I had download.. erhm, I mean rented it about 4 or 5 months ago after I re-watched the 80's Dawn of the Dead inspired slasher-flick: Chopping Mall. While browsing the IMDb, I noticed that cult actress and Night of the Comet alum Kelli Maroney was in a film described as an "action / slasher / horror" film. I had to see this.
After watching the film and while doing my dishes, I was trying to concoct a clever and hip metaphor for this film: "it's what a teen slasher film would be like if Polanski directed it." No, Polanski would make it more confusing. "It's like a Golan-Globus produced slasher film." Maybe, but a film produced by those great Greek gods of Chuck Norris would've put more than only one explosion in it, and surely there'd be boobies. As I continued these ridiculous metaphors in my head, the more I realized that as much as The Zero Boys failed as a film, it was strikingly entertaining.
The film opens during a "weekend warrior" game between two groups of college-aged kids. The clever director of this film, Nico Mastorakis, has cut this opening scene with such disguise -- it FEELS as though something quite real is going on here, but we soon realize it's just a game of paint ball (and a dull one at that). This is where we are introduced to our main character: Steve. Steve is a strong, leader type pretty boy with a patented 80s haircut. His two friends Rip and Larry are apparently the kings of paint ball, as they have just defeated some kid in a Nazi uniform.
The plot really thickens up when we learn that the Nazi kid has wagered his own girlfriend on his paint ball skills. Not only has Steve won $20, he has now earned the right to court the buxom, catty, blond Jamie (played by the aforementioned Kelli Marony).
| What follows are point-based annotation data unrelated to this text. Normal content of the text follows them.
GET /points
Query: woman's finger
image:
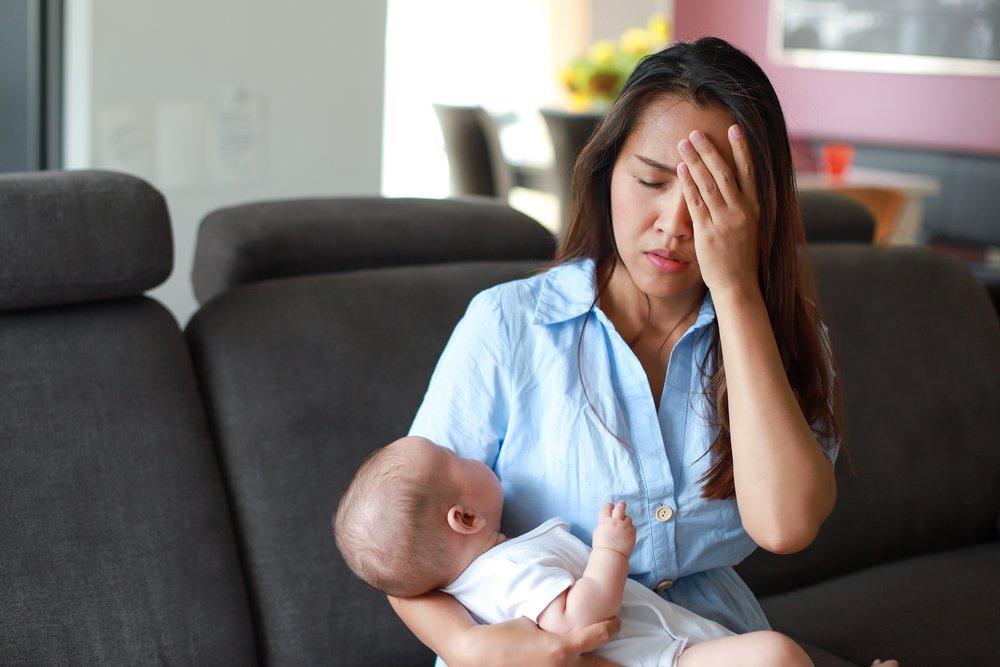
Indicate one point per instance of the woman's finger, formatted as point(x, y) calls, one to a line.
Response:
point(745, 176)
point(701, 216)
point(718, 171)
point(593, 637)
point(701, 175)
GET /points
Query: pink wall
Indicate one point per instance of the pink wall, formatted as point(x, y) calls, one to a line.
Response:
point(959, 113)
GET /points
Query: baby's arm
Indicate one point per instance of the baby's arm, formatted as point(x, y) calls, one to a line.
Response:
point(597, 595)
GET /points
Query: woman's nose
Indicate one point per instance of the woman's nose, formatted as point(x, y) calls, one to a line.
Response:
point(673, 217)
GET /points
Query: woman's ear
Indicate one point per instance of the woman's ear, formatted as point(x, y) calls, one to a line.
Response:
point(463, 522)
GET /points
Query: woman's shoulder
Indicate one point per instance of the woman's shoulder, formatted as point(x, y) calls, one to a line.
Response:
point(526, 295)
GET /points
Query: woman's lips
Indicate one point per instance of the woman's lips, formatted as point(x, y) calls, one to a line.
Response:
point(666, 262)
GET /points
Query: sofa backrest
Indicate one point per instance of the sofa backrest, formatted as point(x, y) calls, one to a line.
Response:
point(296, 237)
point(115, 535)
point(304, 376)
point(918, 344)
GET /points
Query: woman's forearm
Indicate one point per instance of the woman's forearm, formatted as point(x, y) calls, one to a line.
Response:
point(437, 620)
point(785, 486)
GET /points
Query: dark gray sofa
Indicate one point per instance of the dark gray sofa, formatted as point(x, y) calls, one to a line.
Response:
point(166, 495)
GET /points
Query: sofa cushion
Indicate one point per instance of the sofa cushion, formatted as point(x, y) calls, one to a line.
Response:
point(116, 541)
point(80, 236)
point(298, 237)
point(919, 349)
point(304, 377)
point(938, 609)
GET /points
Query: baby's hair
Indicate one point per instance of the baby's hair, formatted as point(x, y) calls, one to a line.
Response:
point(390, 523)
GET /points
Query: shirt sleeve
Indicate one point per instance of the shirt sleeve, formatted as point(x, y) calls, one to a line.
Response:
point(467, 402)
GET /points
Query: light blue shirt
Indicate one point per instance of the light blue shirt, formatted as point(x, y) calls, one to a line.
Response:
point(508, 391)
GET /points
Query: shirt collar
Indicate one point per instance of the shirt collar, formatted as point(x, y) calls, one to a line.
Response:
point(568, 290)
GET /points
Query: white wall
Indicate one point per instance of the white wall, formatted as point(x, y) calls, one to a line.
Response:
point(218, 102)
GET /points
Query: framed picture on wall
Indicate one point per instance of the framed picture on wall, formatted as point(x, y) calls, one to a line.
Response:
point(908, 36)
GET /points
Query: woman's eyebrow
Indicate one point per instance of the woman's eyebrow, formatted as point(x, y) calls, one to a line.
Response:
point(654, 164)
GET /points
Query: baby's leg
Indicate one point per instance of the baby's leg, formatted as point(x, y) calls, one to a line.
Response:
point(763, 649)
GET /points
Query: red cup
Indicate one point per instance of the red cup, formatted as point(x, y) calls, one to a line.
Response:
point(836, 159)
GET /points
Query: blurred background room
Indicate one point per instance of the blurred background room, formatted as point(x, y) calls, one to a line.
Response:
point(893, 102)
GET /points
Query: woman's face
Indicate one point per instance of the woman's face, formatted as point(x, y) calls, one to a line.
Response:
point(650, 219)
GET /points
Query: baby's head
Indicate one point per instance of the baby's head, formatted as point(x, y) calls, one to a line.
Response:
point(415, 515)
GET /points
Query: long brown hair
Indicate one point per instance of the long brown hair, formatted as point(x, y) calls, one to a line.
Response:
point(714, 74)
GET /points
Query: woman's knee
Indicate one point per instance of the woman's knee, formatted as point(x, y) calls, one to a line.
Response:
point(774, 648)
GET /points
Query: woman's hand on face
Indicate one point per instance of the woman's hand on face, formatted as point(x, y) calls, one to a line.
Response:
point(521, 642)
point(724, 209)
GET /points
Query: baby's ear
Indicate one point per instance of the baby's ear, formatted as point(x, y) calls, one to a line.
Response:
point(464, 522)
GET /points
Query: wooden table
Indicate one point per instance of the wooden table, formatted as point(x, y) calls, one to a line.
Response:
point(896, 198)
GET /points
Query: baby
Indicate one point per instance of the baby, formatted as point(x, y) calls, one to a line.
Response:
point(417, 517)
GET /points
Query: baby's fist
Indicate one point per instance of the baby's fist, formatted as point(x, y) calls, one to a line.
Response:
point(614, 529)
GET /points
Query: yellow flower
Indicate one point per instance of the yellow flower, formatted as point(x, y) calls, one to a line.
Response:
point(601, 52)
point(659, 27)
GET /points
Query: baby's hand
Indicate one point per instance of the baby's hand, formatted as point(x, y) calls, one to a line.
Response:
point(615, 530)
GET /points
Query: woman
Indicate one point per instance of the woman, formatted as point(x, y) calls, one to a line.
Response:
point(672, 357)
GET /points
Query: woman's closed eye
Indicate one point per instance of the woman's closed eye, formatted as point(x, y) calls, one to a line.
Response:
point(652, 185)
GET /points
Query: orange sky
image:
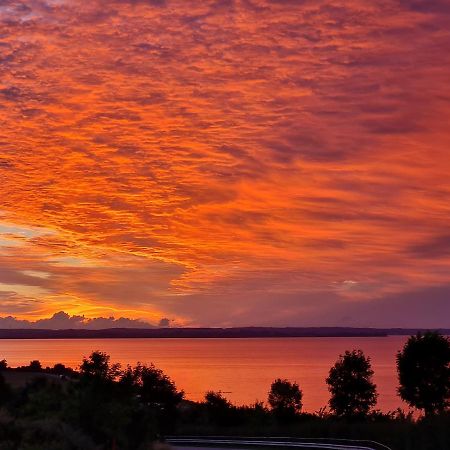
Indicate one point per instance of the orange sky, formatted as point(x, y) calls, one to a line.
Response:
point(226, 162)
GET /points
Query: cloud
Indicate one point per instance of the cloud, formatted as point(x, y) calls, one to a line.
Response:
point(62, 320)
point(216, 161)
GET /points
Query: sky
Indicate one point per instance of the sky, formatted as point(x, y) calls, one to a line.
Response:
point(225, 162)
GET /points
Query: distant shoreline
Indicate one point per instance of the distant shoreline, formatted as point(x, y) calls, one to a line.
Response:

Soon the group are somehow on a picnic in the woods, and sooner then you can say "Sam Raimi," they've found a creepy looking deserted cabin. For one reason or another, the group decides to stay here even though strange things continue to happen during their stay.
What follows is for the most part standard slasher fare. Lots of POV shots looking at the cabin from outside, lots of screaming. One thing that was completely out of the ordinary was the order in which characters were killed. As a standard: characters having sex in slasher films are usually offed during, or quickly after the act of coitus (or as Rip says: "coitus interuptus"). When watching this film, I was pleasantly surprised at the level of non-conformity when it came to typical slasher style.
The film doesn't quite deliver on it's interesting middle section. Even the subtle references to Argento's Suspiria can't quite save it. When it comes down to it, the best film to compare this to would have to be Wes Craven's The Hills Have Eyes. For one thing: the villains in that film are never really explained. They live in the desert, they inbreed, they eat humans. These things we can take for granted, we can understand this because of how these characters look and talk; they're complete freaks. In a slight contrast, we never really see too much of the villains in this film. Not until the end, and I was quite confused by the costume designer's choice. One of the killers in the film is wearing a sweater and polo shirt. And quite strangely, once we see his face, he looks, somewhat normal. It's not clear why the director never introduces or develops the villains, not that it was needed, but in light of their strange weapon choices and dressing styles, I would've been interested.
The Zero Boys isn't a typical 80's teen horror film, and for that it's a relatively fun, yet somewhat dull film. Recommended viewing with: Night of the Comet, The Hills Have Eyes, Friday the 13th Part III, Chopping Mall.